A venous thrombus most often occurs in the deep veins of the legs or pelvis and is then called a deep vein thrombosis (DVT). The clot may dislodge and travel to the lungs to cause a pulmonary embolism (PE).[1]

A DVT can be very difficult to diagnose but early recognition and appropriate treatment can save many lives. A thrombus either arises spontaneously or is predisposed by such conditions as surgery, trauma or prolonged bed rest. They usually form in the deep veins of the lower limbs but may extend higher and into the pelvic veins. The close relationship between DVT and pulmonary PE is such that the term venous thromboembolism (VTE) is often used to cover both conditions.

  • DVT has an annual incidence of about 1 in 1,000 people.[2] 
  • Major risk factors for VTE include a prior history of DVT, age over 60 years, surgery, obesity, prolonged travel, acute medical illness, cancer, immobility, thrombophilia and pregnancy.[1]

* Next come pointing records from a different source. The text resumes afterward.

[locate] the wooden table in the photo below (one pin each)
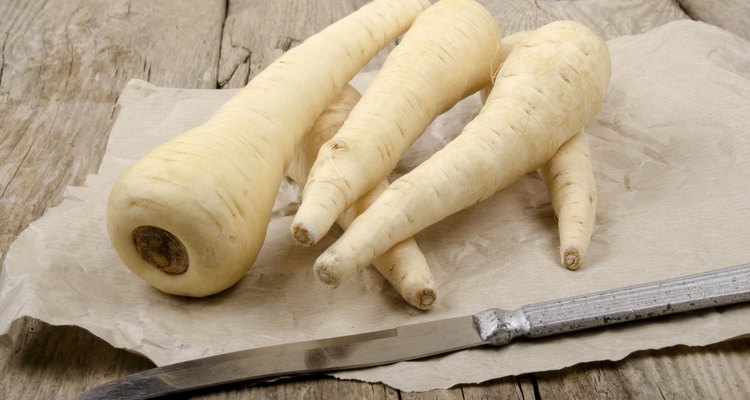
(63, 64)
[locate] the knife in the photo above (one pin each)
(408, 342)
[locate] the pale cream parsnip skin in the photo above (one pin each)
(190, 216)
(404, 265)
(450, 52)
(549, 87)
(569, 178)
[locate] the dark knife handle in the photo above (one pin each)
(705, 290)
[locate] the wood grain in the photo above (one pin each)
(713, 372)
(256, 33)
(62, 66)
(732, 15)
(609, 18)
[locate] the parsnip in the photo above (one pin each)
(404, 265)
(451, 51)
(569, 178)
(190, 216)
(547, 90)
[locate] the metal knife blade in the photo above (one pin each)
(493, 326)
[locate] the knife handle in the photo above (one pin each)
(694, 292)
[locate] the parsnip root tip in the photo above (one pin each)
(161, 249)
(426, 298)
(323, 272)
(571, 258)
(303, 235)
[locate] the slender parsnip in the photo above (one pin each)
(451, 51)
(191, 215)
(569, 178)
(547, 90)
(404, 265)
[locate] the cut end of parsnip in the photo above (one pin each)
(571, 258)
(302, 235)
(161, 249)
(425, 299)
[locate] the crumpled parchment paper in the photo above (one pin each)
(672, 156)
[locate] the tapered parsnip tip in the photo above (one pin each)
(303, 235)
(325, 270)
(571, 258)
(425, 298)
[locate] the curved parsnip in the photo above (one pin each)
(569, 178)
(548, 88)
(450, 52)
(404, 265)
(190, 216)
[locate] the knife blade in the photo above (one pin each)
(489, 327)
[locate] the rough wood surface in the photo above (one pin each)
(609, 18)
(732, 15)
(62, 65)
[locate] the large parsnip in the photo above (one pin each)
(190, 217)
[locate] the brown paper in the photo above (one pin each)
(672, 157)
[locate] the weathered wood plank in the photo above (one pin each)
(732, 15)
(258, 32)
(63, 65)
(609, 18)
(712, 372)
(510, 388)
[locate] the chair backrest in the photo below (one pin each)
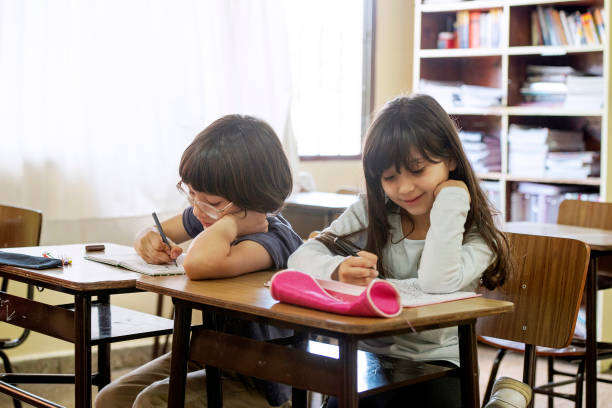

  • One study found that 50-70% of patients had readily identifiable risk factors.[3]
  • Many cases of DVT and PE remain undiagnosed, even when they are the immediate cause of death. PE is clinically suspected in less than half the people who die from it. DVT can be found in 70-80% of people with PE if sensitive diagnostic tools are used but signs of DVT are only present in 15%.[4]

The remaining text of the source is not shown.